MOLE: Metadata Extraction and Validation in Scientific Papers Using LLMs
- URL: http://arxiv.org/abs/2505.19800v1
- Date: Mon, 26 May 2025 10:31:26 GMT
- Title: MOLE: Metadata Extraction and Validation in Scientific Papers Using LLMs
- Authors: Zaid Alyafeai, Maged S. Al-Shaibani, Bernard Ghanem,
- Abstract summary: MOLE is a framework that automatically extracts metadata attributes from scientific papers covering datasets of languages other than Arabic.<n>Our methodology processes entire documents across multiple input formats and incorporates robust validation mechanisms for consistent output.
- Score: 54.5729817345543
- License: http://creativecommons.org/licenses/by/4.0/
- Abstract: Metadata extraction is essential for cataloging and preserving datasets, enabling effective research discovery and reproducibility, especially given the current exponential growth in scientific research. While Masader (Alyafeai et al.,2021) laid the groundwork for extracting a wide range of metadata attributes from Arabic NLP datasets' scholarly articles, it relies heavily on manual annotation.
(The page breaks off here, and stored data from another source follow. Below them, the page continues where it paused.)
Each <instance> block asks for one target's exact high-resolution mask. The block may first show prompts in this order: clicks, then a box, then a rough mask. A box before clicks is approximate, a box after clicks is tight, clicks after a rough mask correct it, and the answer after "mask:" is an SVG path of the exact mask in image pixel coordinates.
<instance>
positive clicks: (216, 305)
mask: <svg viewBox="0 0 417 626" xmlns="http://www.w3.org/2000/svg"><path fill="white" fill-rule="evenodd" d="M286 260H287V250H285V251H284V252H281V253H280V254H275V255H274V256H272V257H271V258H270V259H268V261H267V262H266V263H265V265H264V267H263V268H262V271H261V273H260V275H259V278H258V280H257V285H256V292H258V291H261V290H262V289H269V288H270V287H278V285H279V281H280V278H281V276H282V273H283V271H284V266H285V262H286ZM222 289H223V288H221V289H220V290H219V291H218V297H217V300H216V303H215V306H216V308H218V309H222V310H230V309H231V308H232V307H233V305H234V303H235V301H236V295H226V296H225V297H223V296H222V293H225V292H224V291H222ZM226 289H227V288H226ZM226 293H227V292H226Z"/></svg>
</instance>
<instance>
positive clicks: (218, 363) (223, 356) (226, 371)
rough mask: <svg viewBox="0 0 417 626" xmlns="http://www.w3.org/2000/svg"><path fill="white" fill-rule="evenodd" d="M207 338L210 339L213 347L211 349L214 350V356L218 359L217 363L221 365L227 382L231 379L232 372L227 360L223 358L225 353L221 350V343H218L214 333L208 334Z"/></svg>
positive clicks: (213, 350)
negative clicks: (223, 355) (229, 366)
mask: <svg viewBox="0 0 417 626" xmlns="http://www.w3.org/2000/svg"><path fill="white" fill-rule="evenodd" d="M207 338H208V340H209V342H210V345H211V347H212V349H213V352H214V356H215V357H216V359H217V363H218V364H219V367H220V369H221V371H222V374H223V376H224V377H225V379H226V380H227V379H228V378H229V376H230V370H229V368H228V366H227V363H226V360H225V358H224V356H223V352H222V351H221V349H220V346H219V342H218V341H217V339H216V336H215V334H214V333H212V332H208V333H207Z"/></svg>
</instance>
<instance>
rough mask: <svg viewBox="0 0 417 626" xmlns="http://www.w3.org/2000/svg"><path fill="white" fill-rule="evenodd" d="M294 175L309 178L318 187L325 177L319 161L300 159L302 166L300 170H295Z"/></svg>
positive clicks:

In this paper, we present MOLE, a framework that leverages Large Language Models (LLMs) to automatically extract metadata attributes from scientific papers covering datasets of languages other than Arabic. Our schema-driven methodology processes entire documents across multiple input formats and incorporates robust validation mechanisms for consistent output. Additionally, we introduce a new benchmark to evaluate the research progress on this task. Through systematic analysis of context length, few-shot learning, and web browsing integration, we demonstrate that modern LLMs show promising results in automating this task, highlighting the need for further future work improvements to ensure consistent and reliable performance. We release the code: https://github.com/IVUL-KAUST/MOLE and dataset: https://huggingface.co/datasets/IVUL-KAUST/MOLE for the research community.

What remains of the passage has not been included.